Australian botanist (1867–1929)

William Vincent Fitzgerald (21 July 1867 – 6 August 1929) was an Australian botanist. He described five genera and about 210 species of plants from Western Australia, including 33 Acacia and several Eucalyptus species. He also collected for other botanists such as Ferdinand von Mueller and Joseph Maiden, and was known through his work on orchids. Eucalyptus fitzgeraldii was named for him by William Blakely.

Fitzgerald was born on the goldfields in north-eastern Tasmania and at the age of 16 was training for a career in mining, but by the time he was in his early 20s he was corresponding with, and sending plant specimens to Mueller. In 1903 he was a member of Western Australian Royal Commission on Forests, and the following year chairman of the Forests Advisory Board of Western Australia. In that year he described 23 Acacia species, mostly from the south-west of Western Australia, in the first edition of Journal of the West Australian Natural History Society (which later became the Journal of the Royal Society of Western Australia).

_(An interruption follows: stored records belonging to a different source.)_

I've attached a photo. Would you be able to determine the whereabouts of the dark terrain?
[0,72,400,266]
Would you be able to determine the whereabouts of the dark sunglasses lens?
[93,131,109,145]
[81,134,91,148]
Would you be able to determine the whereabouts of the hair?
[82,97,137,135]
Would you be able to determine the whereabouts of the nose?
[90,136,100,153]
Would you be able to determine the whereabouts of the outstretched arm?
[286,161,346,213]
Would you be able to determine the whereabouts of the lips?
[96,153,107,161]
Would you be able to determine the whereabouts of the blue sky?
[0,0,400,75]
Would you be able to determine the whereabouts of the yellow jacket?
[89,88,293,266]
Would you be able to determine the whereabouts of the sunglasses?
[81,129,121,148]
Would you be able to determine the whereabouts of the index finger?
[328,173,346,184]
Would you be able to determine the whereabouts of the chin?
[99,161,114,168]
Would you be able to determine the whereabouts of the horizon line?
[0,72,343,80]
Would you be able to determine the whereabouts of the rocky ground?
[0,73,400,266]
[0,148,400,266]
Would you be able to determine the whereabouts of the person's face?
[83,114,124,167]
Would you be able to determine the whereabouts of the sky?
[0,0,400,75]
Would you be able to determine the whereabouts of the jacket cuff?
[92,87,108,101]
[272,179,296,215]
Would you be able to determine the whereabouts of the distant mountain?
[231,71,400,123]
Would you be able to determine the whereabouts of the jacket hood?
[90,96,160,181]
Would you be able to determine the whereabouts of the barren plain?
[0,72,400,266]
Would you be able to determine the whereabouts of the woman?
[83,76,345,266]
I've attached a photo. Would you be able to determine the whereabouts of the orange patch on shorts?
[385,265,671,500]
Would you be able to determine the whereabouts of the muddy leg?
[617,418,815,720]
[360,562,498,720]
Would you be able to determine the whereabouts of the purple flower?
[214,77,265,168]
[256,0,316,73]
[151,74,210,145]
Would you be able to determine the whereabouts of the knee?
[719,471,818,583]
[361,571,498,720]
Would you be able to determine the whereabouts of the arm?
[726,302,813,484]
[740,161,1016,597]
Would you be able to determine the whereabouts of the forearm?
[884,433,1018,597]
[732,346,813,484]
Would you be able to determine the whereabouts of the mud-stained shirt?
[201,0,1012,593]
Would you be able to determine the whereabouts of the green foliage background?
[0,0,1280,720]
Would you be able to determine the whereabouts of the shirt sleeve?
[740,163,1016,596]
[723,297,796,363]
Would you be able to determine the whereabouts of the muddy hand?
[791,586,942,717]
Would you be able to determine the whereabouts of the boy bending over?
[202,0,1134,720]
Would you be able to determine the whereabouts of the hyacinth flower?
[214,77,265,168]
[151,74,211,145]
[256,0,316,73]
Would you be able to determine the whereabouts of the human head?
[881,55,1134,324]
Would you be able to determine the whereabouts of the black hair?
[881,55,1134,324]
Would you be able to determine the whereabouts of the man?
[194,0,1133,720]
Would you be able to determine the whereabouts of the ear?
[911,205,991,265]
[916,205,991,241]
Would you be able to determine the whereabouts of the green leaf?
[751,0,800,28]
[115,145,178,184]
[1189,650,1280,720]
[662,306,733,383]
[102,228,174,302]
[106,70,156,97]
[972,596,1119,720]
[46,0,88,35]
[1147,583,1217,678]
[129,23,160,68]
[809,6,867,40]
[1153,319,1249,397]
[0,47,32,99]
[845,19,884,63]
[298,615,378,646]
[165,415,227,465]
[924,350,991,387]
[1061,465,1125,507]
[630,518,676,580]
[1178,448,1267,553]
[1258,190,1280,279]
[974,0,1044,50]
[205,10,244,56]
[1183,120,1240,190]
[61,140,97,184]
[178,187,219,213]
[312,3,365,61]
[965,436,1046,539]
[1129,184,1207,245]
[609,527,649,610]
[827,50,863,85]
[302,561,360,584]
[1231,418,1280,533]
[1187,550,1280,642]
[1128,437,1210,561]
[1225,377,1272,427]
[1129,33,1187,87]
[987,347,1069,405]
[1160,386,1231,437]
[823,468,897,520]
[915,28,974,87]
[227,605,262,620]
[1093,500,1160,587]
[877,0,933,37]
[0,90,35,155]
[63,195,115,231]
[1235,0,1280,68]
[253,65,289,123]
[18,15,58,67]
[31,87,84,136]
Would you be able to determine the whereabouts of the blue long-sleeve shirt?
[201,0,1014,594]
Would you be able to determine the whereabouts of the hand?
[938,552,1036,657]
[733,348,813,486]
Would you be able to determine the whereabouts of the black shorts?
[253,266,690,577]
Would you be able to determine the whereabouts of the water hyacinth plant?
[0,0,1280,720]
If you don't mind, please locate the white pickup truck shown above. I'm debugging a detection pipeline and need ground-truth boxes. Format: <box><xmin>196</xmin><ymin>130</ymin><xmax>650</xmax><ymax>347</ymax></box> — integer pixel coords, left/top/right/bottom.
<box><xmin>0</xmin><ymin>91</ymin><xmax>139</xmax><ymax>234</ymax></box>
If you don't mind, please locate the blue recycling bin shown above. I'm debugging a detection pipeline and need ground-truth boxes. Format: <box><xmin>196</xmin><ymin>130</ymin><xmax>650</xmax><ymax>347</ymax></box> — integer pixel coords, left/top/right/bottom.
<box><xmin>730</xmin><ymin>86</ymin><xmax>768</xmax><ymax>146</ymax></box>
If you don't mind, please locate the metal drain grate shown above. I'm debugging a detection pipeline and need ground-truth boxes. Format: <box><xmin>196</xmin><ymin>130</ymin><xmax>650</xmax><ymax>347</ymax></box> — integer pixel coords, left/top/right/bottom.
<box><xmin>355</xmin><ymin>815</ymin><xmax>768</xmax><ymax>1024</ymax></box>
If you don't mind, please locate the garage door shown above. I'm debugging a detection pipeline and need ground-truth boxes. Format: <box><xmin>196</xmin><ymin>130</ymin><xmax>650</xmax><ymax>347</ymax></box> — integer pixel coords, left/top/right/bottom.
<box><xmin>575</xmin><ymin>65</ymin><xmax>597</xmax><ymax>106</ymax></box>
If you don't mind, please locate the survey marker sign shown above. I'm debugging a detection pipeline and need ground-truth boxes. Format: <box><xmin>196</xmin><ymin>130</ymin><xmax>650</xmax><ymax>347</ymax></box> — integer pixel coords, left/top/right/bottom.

In 1905 he was appointed to the Department of Lands and Surveys as naturalist to the trigonometrical survey expedition to the Kimberley region and in the following year he was sent by the Minister of Lands to survey the potential for arable lands in the Kimberley. In 1912 he described in Journal of Botany six new south-west Western Australian species of Acacia discovered on these expeditions and three more in 1917.

The species named by him include Acacia acuaria, Acacia andrewsii, Acacia cliftoniana, Melaleuca argentea, Eucalyptus accedens and Eucalyptus argillacea.

He died near the Daru River whilst exploring the Bismarck Range in the central highlands of Papua New Guinea.